Bill Dowsley October 19, 2013 at 9:11 am
That was some of your most beautiful writing, Bob. Too, it showed the man you are, Bill.
SWF tragic October 19, 2013 at 3:54 pm
Did Rees deliver it as is?
Glow Worm October 19, 2013 at 4:20 pm
Beautifully put, Bob.
I knew someone who knew an arsonist many years ago, a young man who enjoyed, in the middle of the night, setting fire to schools. When I asked my friend why he did these things, his answer was simple: he hated schools.
At the root of it, is it a hatred of their environment? I wonder if they just see endless bush, and feel no affinity whatsoever with their land, trees, animals, scrubland. Disconnected. There’s a psychopathy involved, and we must, I agree, try and find a way to reach these people. Punishment is not enough.
Doug Quixote October 19, 2013 at 4:56 pm
Some people just like lighting fires. Perhaps a psychopathy is involved.
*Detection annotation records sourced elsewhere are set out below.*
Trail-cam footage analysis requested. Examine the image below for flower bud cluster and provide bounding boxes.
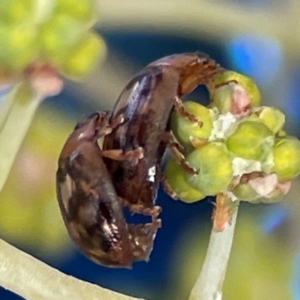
[165,71,300,203]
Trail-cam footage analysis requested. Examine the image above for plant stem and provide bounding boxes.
[189,205,238,300]
[0,85,43,192]
[0,239,144,300]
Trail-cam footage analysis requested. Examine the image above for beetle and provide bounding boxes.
[56,112,161,267]
[103,52,223,215]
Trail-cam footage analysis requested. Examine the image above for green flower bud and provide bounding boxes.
[272,136,300,181]
[213,82,250,114]
[226,121,274,161]
[186,142,233,195]
[259,106,285,133]
[165,158,206,203]
[0,0,34,25]
[0,25,37,70]
[209,71,261,106]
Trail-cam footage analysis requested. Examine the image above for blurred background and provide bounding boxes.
[0,0,300,300]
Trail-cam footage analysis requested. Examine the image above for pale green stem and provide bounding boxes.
[0,88,17,132]
[189,205,238,300]
[0,239,143,300]
[0,85,43,192]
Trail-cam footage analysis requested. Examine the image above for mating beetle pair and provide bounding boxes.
[57,53,223,267]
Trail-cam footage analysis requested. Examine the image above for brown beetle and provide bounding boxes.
[103,52,223,214]
[57,112,160,267]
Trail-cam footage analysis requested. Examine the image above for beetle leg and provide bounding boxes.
[174,96,203,127]
[102,147,144,164]
[128,219,161,261]
[97,111,124,138]
[162,131,199,174]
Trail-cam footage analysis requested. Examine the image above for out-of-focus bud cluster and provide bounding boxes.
[0,0,105,84]
[165,71,300,203]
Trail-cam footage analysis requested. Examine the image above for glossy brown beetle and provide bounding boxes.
[57,112,160,267]
[103,53,223,214]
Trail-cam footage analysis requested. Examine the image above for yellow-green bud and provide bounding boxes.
[165,158,206,203]
[171,101,214,146]
[186,142,233,195]
[272,136,300,181]
[226,121,274,160]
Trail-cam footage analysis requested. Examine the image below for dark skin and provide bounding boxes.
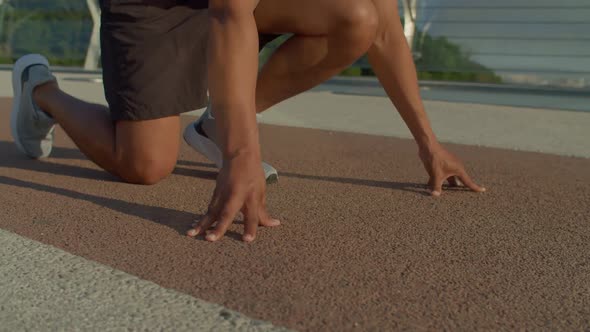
[188,0,485,242]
Most of them (at least those halfway sane) are appalled by the eventual results of their firelighting.
Interestingly, a lot of them join volunteer firefighting groups; they are attracted to fires, and who gets closer to fires than firefighters?
Of course I do not want to denigrate those wonderful people who give of their time and labour to help fight fires, but some of them are inevitably borderline pyromaniacs, just as some scoutmasters, some priests, some teachers are paedophiles.
We are complex creatures.
Helvi October 19, 2013 at 8:01 pm
Nothing to do with hating anything, just some young louts , bored and dumb; in America they shoot by-passing joggers, here they start bushfires.
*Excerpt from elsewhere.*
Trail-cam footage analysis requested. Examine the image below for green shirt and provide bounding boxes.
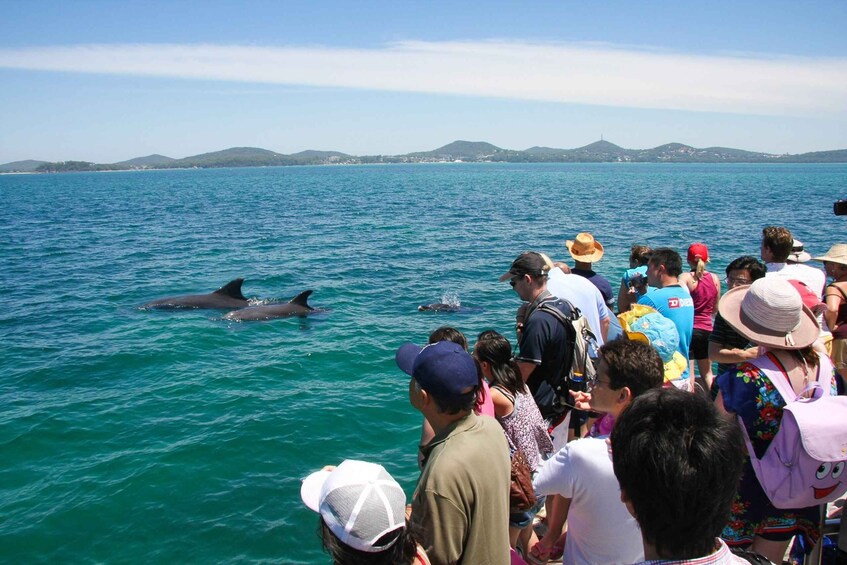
[411,413,511,565]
Glow Worm October 19, 2013 at 8:37 pm
Helvi, I’m not sure it’s just about boredom. Idle louts break windows and pinch ciggies from the shop, or steal cars. There’s more in play – a destructive malevolence.
Anyone with half a brain would know what the consequences of lighting a fire on a hot, windy day would be – these boys/men have other motives.
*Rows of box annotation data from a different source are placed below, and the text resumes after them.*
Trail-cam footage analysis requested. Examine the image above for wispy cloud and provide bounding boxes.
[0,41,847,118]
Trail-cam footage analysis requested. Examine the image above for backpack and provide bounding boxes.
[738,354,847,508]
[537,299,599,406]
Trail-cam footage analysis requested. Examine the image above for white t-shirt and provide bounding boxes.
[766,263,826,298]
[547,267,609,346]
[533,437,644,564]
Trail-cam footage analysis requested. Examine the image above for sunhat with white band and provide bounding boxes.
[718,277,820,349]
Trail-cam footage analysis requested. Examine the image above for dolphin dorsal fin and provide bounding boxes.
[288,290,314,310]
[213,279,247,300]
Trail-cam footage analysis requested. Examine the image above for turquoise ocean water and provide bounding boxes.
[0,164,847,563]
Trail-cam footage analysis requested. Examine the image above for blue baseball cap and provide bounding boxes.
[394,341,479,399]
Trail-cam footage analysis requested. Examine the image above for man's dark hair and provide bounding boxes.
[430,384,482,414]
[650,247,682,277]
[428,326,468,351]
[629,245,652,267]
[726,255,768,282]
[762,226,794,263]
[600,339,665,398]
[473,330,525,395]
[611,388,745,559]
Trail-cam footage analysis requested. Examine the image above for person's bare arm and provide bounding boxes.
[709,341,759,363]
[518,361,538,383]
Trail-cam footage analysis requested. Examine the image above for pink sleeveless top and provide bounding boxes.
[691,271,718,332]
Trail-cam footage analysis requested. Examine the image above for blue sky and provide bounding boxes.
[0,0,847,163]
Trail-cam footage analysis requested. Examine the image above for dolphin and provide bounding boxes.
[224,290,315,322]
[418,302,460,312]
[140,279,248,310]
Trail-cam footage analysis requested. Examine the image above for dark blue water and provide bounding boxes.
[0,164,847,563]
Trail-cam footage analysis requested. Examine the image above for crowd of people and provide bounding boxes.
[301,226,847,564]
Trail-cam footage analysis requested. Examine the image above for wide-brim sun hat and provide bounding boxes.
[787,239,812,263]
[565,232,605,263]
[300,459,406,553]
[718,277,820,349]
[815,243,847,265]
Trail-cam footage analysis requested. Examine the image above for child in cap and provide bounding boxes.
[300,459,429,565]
gerard oosterman October 19, 2013 at 8:10 pm
More likely the progeny of zinc alum suburbia. Bored shitless. Miles of sameness, dreariness beyond belief. What to do? Get drunk or sneak away and start a fire, anything for relief.
gerard oosterman October 19, 2013 at 7:51 pm
And now this, on top of everything else. Terrorists are fiddling with Dick Cheney’s heart.
http://www.abc.net.au/news/2013-10-19/cheney-reveals-defibrillator-altered-to-thwart-terrorists/5033354
Rome is burning
Doug Quixote October 19, 2013 at 9:24 pm
Damn – all that work wasted.
gerard oosterman October 19, 2013 at 10:11 pm
It took hours but doctors finally found Cheney’s heart. It was made of granite with traces of lead, hatred, and copious malice in the left ventricle.
chris hunter October 19, 2013 at 8:55 pm
According to DQ, Jsa is sulking about our lack of support re climate change. Well, here is a small piece piece I wrote in 2000 and I offer it as evidence regarding my long term hopes, a return to a healthier, less polluted planet:
Death’s fragment is our inheritance
bashed through time
from bard to preacher,
seldom does our raga of hate weaken
in this snivelling watered down version
of living
we take on board as something precious,
Defend with armies; fighting since
the first erected cross
stained the last bleeding hill.
I wonder and I wonder
as the stars must wonder why they
gravel the universe in such prolific
design,
or the crab wonders as his wounded meat
smarts
too polluted to eat;
he can only scuttle and remain infertile
in less cluttered company.
It’s not hard to slip into despair,
forget the reason why we are here
and substitute our own ideas;
intricate laws
too intricate to maintain, they are changed
and changed
but who do they really protect,
and what has been protected?
The one-winged bird cannot perfect its flight,
nor the half-tailed fish its style,
as we perfect ours while wrecking the ball
slack jawed when the big mushroom spores
Be aware of that thief in the night.
gerard oosterman October 19, 2013 at 9:01 pm
Well done Chris. A poet hiding in the long grass.
a different sort of bushfire…
The Miranda by-election result was a 27 per cent swing to Labor - the largest swing ever recorded at a New South Wales by-election.
It was grossly at odds with state opinion polls that showed the Coalition maintaining a massive lead over Labor and Mr O’Farrell, well ahead of Mr Robertson as preferred premier.
well, well, another poll telling lies before an election and getting burned by the truth.
Not quite…
Polls in this seat had revealed a big swing was on … and a Labor win.
The polling was hard for the pollies and the press to believe, so most of them were cautious - “we might not know the result for days” etc.
Well this time we knew the result by 8.00pm!
And O’Barrell hasn’t done all that badly. With such a volatile electorate Labor could be back State and Federal within 3 years; if only they can get their house in order.
Is this the time to question the sense in closing down Fire Stations in NSW by O’Farrell?